Krisp, an Armenian startup that uses machine learning to remove background noise from audio in real time, has raised $9M as an extension of its $5M A round announced last summer, TechCrunch reports.
The extra money followed big traction in 2020 for the Armenian company, which grew its customers and revenue by more than an order of magnitude.
The company appears to have benefited immensely from the shift to virtual meetings and other trends accelerated by the pandemic. 2020 brought the company a 20x increase in active users, a 23x increase in enterprise accounts and 13x improvement of annual recurring revenue.
The rise in virtual meetings — often in noisy places like homes — has led to significant uptake across multiple industries.
Krisp now has more than 1,200 enterprise customers, banks, HR platforms, law firms, call centers — anyone who benefits from having a clear voice on the line, co-founder Davit Baghdasaryan told TechCrunch.
Enterprise-oriented controls like provisioning and central administration have been added to make it easier to integrate.
Noise cancellation for high-fidelity voice channels makes the software useful for podcasters and streamers, and acoustic correction (removing room echos) simplifies those setups quite a bit as well. Considering the amount of people doing this and the fact that they’re often willing to pay, this could be a significant source of income.

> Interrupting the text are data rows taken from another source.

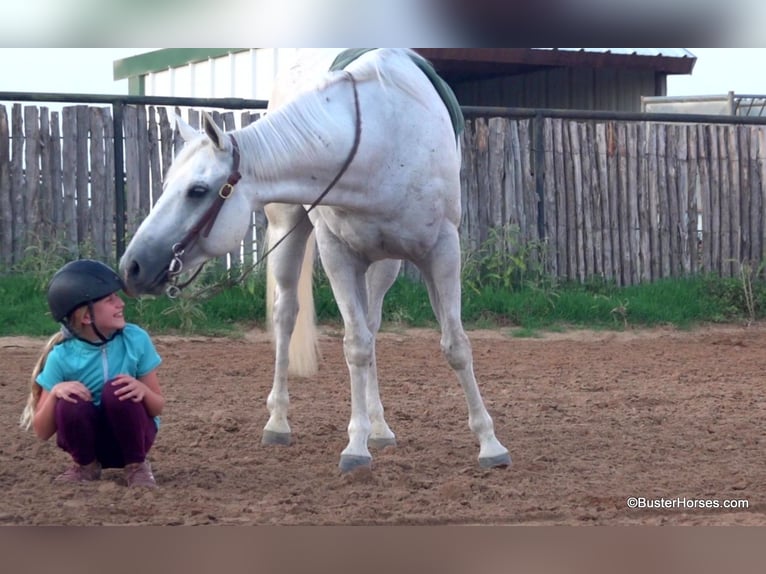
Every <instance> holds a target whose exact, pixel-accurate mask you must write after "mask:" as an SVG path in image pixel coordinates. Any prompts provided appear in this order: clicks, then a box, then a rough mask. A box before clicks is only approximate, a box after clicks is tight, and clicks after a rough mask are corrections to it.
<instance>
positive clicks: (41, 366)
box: [19, 331, 65, 430]
mask: <svg viewBox="0 0 766 574" xmlns="http://www.w3.org/2000/svg"><path fill="white" fill-rule="evenodd" d="M64 338H65V336H64V333H62V332H61V331H59V332H58V333H56V334H55V335H53V336H52V337H51V338H50V339H48V342H47V343H46V344H45V347H43V350H42V352H41V353H40V357H39V358H38V359H37V363H36V364H35V367H34V369H32V376H31V377H30V381H29V398H27V404H26V406H25V407H24V411H23V412H22V413H21V418H20V420H19V425H20V426H21V428H23V429H24V430H28V429H29V427H31V426H32V419H33V418H34V416H35V409H36V408H37V402H38V401H39V400H40V395H41V394H42V392H43V388H42V387H41V386H40V385H39V384H38V383H37V375H39V374H40V372H41V371H42V370H43V368H44V367H45V361H46V359H47V358H48V355H49V354H50V352H51V349H53V347H55V346H56V345H58V344H59V343H60V342H61V341H63V340H64Z"/></svg>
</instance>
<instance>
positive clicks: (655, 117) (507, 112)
mask: <svg viewBox="0 0 766 574" xmlns="http://www.w3.org/2000/svg"><path fill="white" fill-rule="evenodd" d="M462 110H463V115H464V116H466V117H468V118H473V117H504V118H534V117H540V118H561V119H569V120H621V121H626V122H675V123H690V124H697V123H703V124H733V125H742V124H746V125H747V124H751V125H764V124H766V118H761V117H756V116H733V115H732V116H729V115H721V114H686V113H683V114H669V113H649V112H616V111H605V110H559V109H546V108H504V107H492V106H462Z"/></svg>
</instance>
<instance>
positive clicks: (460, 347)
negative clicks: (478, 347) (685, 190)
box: [419, 226, 511, 468]
mask: <svg viewBox="0 0 766 574" xmlns="http://www.w3.org/2000/svg"><path fill="white" fill-rule="evenodd" d="M419 266H420V268H421V271H422V273H423V279H424V280H425V282H426V286H427V288H428V294H429V296H430V299H431V306H432V307H433V309H434V313H436V317H437V319H438V320H439V324H440V326H441V332H442V337H441V348H442V352H443V353H444V355H445V356H446V358H447V361H448V362H449V364H450V366H451V367H452V369H453V370H454V371H455V373H456V374H457V377H458V380H459V381H460V385H461V387H462V388H463V392H464V393H465V398H466V402H467V403H468V426H469V427H470V428H471V430H472V431H473V432H474V433H475V434H476V437H477V438H478V439H479V464H480V465H481V466H482V467H485V468H489V467H496V466H509V465H510V464H511V457H510V456H509V455H508V450H507V449H506V448H505V447H504V446H503V445H502V444H500V441H498V440H497V438H495V431H494V425H493V423H492V418H491V417H490V416H489V413H488V412H487V409H486V407H485V406H484V401H483V400H482V398H481V393H480V392H479V386H478V385H477V383H476V376H475V375H474V372H473V353H472V351H471V344H470V342H469V340H468V337H467V336H466V334H465V331H464V330H463V324H462V321H461V318H460V306H461V303H460V248H459V239H458V233H457V230H456V229H455V228H454V227H451V226H448V227H445V229H443V230H442V235H441V237H440V238H439V241H437V243H436V245H435V246H434V248H433V250H432V251H431V252H430V253H429V255H428V257H427V259H426V260H425V261H424V262H421V263H420V265H419Z"/></svg>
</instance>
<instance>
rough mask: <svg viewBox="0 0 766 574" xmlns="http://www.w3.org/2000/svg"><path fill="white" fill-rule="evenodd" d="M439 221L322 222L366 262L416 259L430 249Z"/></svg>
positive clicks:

The company plans to add cross-service call recording and analysis; since it sits between the system’s sound drivers and the application, Krisp can easily save the audio and other useful metadata (How often did person A talk versus person B? What office locations are noisiest?). And the addition of voice cancellation — other people’s voices, that is — could be a huge benefit for people who work, or anticipate returning to work, in crowded offices and call centers.
Part of Krisp’s allure is the ability to run locally and securely on many platforms with very low overhead.
Krisp has been optimizing and reoptimizing its algorithms to run efficiently on both Intel and ARM architectures, and decided to roll out its own servers for training its models instead of renting from the usual suspects.